With so much power under the cover, I don't see why anyone would waste any more time with REST or Erlang. You have one of the most powerful development environment offering a true Resource Oriented Architecture, founded on asynchronous, peer-to-peer inter-actions (WSDL & BPEL) and composition (assemblies). It is not perfect here there are still a few things to fix, but be assured that this will happen.
There was also an interesting discussion on the Tuscany user list. Can a web service call another? I still owes this sample to David Chappell. Basically, Simon Nash says yes:
We have a few samples that show how to do this. You can either define the reference and service using explicit WSDL files, or you can let the Tuscany runtime generate these for you.
But, I want to build a "real-world" example to prove David wrong.

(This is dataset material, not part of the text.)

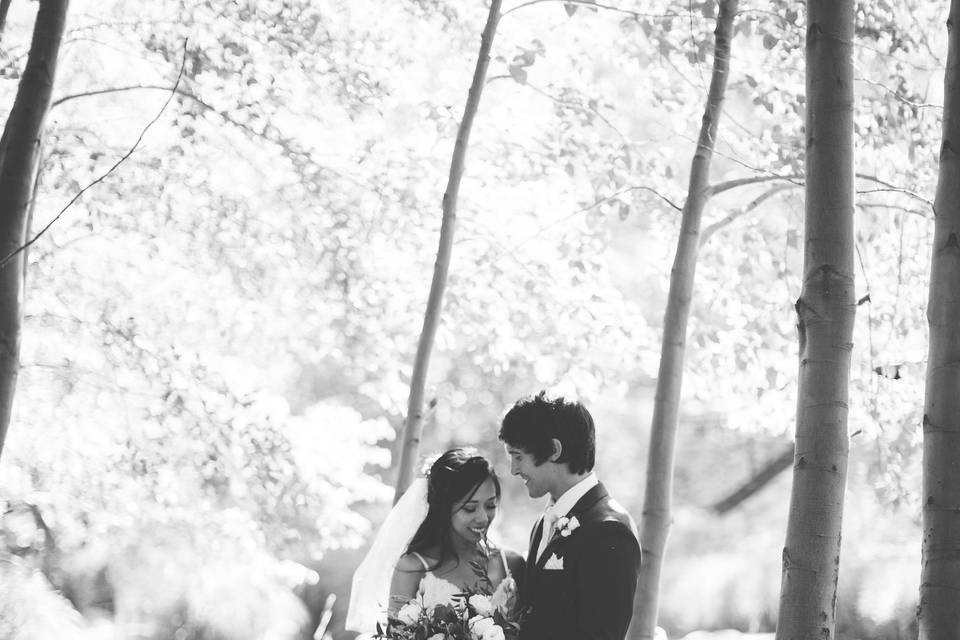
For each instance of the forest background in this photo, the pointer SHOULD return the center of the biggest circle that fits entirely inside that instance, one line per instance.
(219, 336)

See the tremendous value that SCA brings is that it separates the bindings from the WSDL definition (which is really what ebXML has been doing from the very beginning with the concept of Collaboration, Collaboration Profile and Collaboration Agreement). SCA doesn't really need a "collaboration profile" because the point of the SCA infrastructure is to support all possible of bindings and choose the one that's most appropriate for a given assembly. The "agreement" is the assembly. The ebXML ebBP specification supports arbitrary Web Service "assemblies" since 2004 (yes I meant to say WS assemblies, not just ebXML collaborations since being such good citizen we did not discriminate we allowed both to coexist in a collaboration, and in particular, Web Services only collaborations).
This is the example that Simon is talking about:
What you can see here is that the "end-point" is defined at assembly time and no longer at the time you design the WSDL. This is a major change, but it is profound. It is resolving a vexing issue that made it difficult to deal with "outbound" operations (out and out-in). The old remoting guys can now retire, the game is over. There is a new programming model in town. It is here to stay, it is here to change fundamentally everything we have done "the old way".